[Swift-devel] Re: Another performance comparison of DOCK
Ioan Raicu
iraicu at cs.uchicago.edu
Sun Apr 13 18:22:51 CDT 2008
We are not using GridFTP on the BG/P, where this test was done. Files
are already on GPFS, so the stageins are probably just cp (or ln -s)
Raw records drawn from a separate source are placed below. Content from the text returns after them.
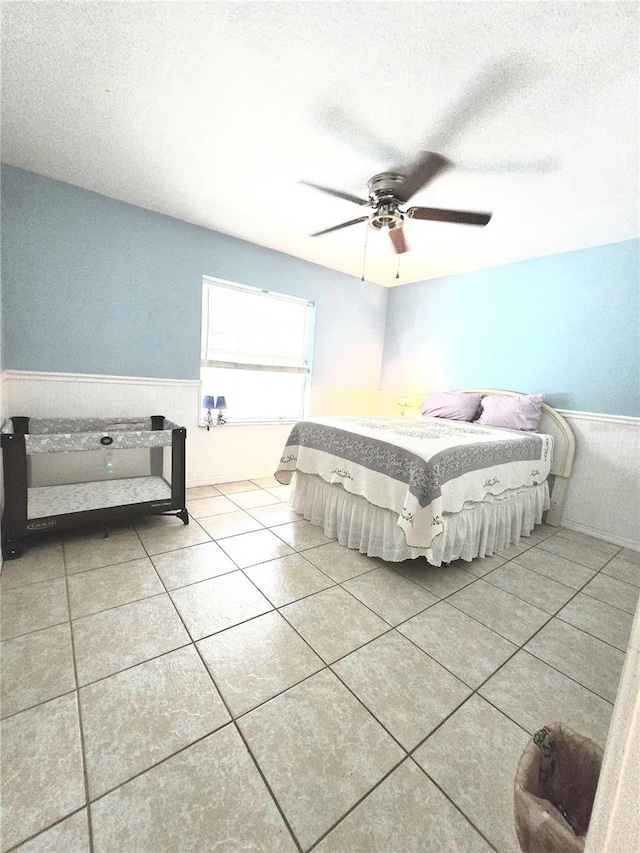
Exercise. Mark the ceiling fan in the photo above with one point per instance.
(389, 190)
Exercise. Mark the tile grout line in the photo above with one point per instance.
(79, 704)
(233, 719)
(327, 666)
(519, 649)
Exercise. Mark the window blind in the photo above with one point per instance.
(247, 328)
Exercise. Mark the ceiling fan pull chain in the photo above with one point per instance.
(364, 258)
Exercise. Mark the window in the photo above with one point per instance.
(256, 351)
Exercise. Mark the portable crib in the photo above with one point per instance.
(64, 473)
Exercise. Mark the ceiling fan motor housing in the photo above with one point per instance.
(382, 189)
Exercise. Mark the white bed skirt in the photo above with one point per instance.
(479, 530)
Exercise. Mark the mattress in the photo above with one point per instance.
(44, 501)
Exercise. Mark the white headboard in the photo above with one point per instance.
(564, 446)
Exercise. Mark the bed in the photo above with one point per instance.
(407, 487)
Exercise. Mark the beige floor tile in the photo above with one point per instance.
(115, 639)
(333, 622)
(38, 563)
(136, 718)
(249, 549)
(255, 661)
(480, 566)
(218, 603)
(283, 493)
(589, 661)
(555, 567)
(320, 751)
(42, 779)
(408, 813)
(515, 550)
(623, 571)
(473, 757)
(69, 836)
(630, 556)
(190, 565)
(266, 483)
(206, 507)
(534, 694)
(505, 614)
(253, 498)
(96, 532)
(614, 592)
(392, 667)
(389, 594)
(93, 551)
(301, 535)
(230, 524)
(536, 589)
(197, 492)
(101, 589)
(146, 522)
(340, 563)
(170, 538)
(465, 647)
(589, 541)
(539, 533)
(275, 514)
(287, 579)
(599, 619)
(236, 488)
(586, 555)
(29, 608)
(441, 581)
(36, 667)
(172, 808)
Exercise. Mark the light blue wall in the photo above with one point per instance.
(567, 325)
(93, 285)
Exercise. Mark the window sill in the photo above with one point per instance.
(251, 423)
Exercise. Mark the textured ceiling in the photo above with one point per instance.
(213, 112)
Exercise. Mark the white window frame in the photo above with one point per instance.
(304, 369)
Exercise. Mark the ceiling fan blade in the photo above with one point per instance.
(487, 94)
(424, 171)
(347, 128)
(399, 243)
(342, 225)
(436, 214)
(338, 193)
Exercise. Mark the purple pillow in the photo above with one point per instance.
(451, 404)
(519, 412)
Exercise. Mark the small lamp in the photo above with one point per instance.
(403, 402)
(208, 404)
(221, 404)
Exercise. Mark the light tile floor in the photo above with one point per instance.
(245, 683)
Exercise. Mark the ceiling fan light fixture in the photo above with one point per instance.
(386, 216)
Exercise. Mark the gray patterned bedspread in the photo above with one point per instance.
(418, 467)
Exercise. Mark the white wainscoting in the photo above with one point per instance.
(603, 497)
(220, 455)
(603, 493)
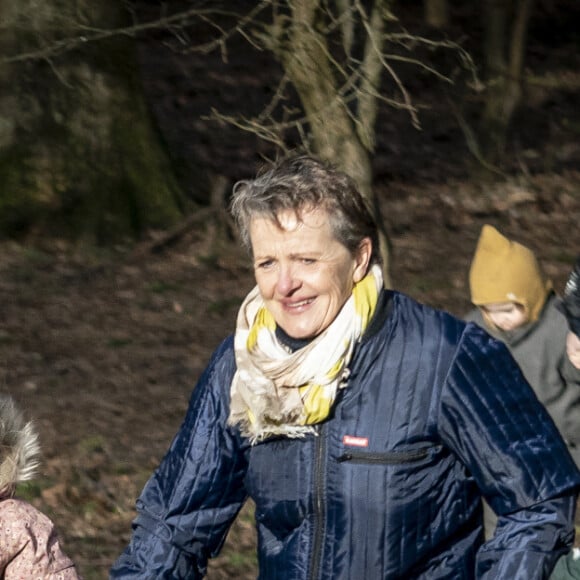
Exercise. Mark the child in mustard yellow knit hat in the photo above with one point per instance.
(516, 303)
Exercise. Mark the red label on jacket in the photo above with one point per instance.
(353, 441)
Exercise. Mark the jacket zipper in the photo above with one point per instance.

from one place to another on GPFS. Is your suggestion still to set that
2000 back down to 100?
Ioan
Mihael Hategan wrote:
> Then my guess is that the system itself (swift + server + FS) cannot
> sustain a much higher rate than 100 things per second. In principle
> setting those throttles to 2000 pretty much means that you're trying to
> start 2000 gridftp connections and hence 2000 gridftp processes on the
> server.
>
> On Sun, 2008-04-13 at 17:58 -0500, Zhao Zhang wrote:
>
>> Hi, Mike
>>
>> It is just a typo in the email. I my property file, it is
>> "throttle.file.operations=2000". Thanks.
>>
>> zhao
>>
>> Michael Wilde wrote:
>>
>>>>> If its set right, any chance that Swift or Karajan is limiting it
>>>>> somewhere?
>>>>>
>>>> 2000 for sure,
>>>> throttle.submit=off
>>>> throttle.host.submit=off
>>>> throttle.score.job.factor=off
>>>> throttle.transfers=2000
>>>> throttle.file.operation=2000
>>>>
>>> Looks like a typo in your properties, Zhao - if the text above came
>>> from your swift.properties directly:
>>>
>>> throttle.file.operation=2000
>>>
>>> vs operations with an s as per the properties doc:
>>>
>>> throttle.file.operations=8
>>> #throttle.file.operations=off
>>>
>>> Which doesnt explain why we're seeing 100 when the default is 8 ???
>>>
>>> - Mike
>>>
>>>
>>> On 4/13/08 3:39 PM, Zhao Zhang wrote:
>>>
>>>> Hi, Mike
>>>>
>>>> Michael Wilde wrote:
>>>>
>>>>> Ben, your analysis sounds very good. Some notes below, including
>>>>> questions for Zhao.
>>>>>
>>>>> On 4/13/08 2:57 PM, Ben Clifford wrote:
>>>>>
>>>>>>> Ben, can you point me to the graphs for this run? (Zhao's
>>>>>>> *99cy0z4g.log)
>>>>>>>
>>>>>> http://www.ci.uchicago.edu/~benc/report-dock2-20080412-1609-99cy0z4g
>>>>>>
>>>>>>
>>>>>>> Once stage-ins start to complete, are the corresponding jobs
>>>>>>> initiated quickly, or is Swift doing mostly stage-ins for some
>>>>>>> period?
>>>>>>>
>>>>>> In the run dock2-20080412-1609-99cy0z4g, jobs are submitted (to
>>>>>> falkon) pretty much right as the corresponding stagein completes. I
>>>>>> have no deeper information about when the worker actually starts to
>>>>>> run.
>>>>>>
>>>>>>
>>>>>>> Zhao indicated he saw data indicating there was about a 700 second
>>>>>>> lag from
>>>>>>> workflow start time till the first Falkon jobs started, if I
>>>>>>> understood
>>>>>>> correctly. Do the graphs confirm this or say something different?
>>>>>>>
>>>>>> There is a period of about 500s or so until stuff starts to happen;
>>>>>> I haven't looked at it. That is before stage-ins start too, though,
>>>>>> which means that i think this...
>>>>>>
>>>>>>
>>>>>>> If the 700-second delay figure is true, and stage-in was
>>>>>>> eliminated by copying
>>>>>>> input files right to the /tmp workdir rather than first to
>>>>>>> /shared, then we'd
>>>>>>> have:
>>>>>>>
>>>>>>> 1190260 / ( 1290 * 2048 ) = .45 efficiency
>>>>>>>
>>>>>> calculation is not meaningful.
>>>>>>
>>>>>> I have not looked at what is going on during that 500s startup
>>>>>> time, but I plan to.
>>>>>>
>>>>> Zhao, what SVN rev is your Swift at? Ben fixed an N^2 mapper
>>>>> logging problem a few weeks ago. Could that cause such a delay, Ben?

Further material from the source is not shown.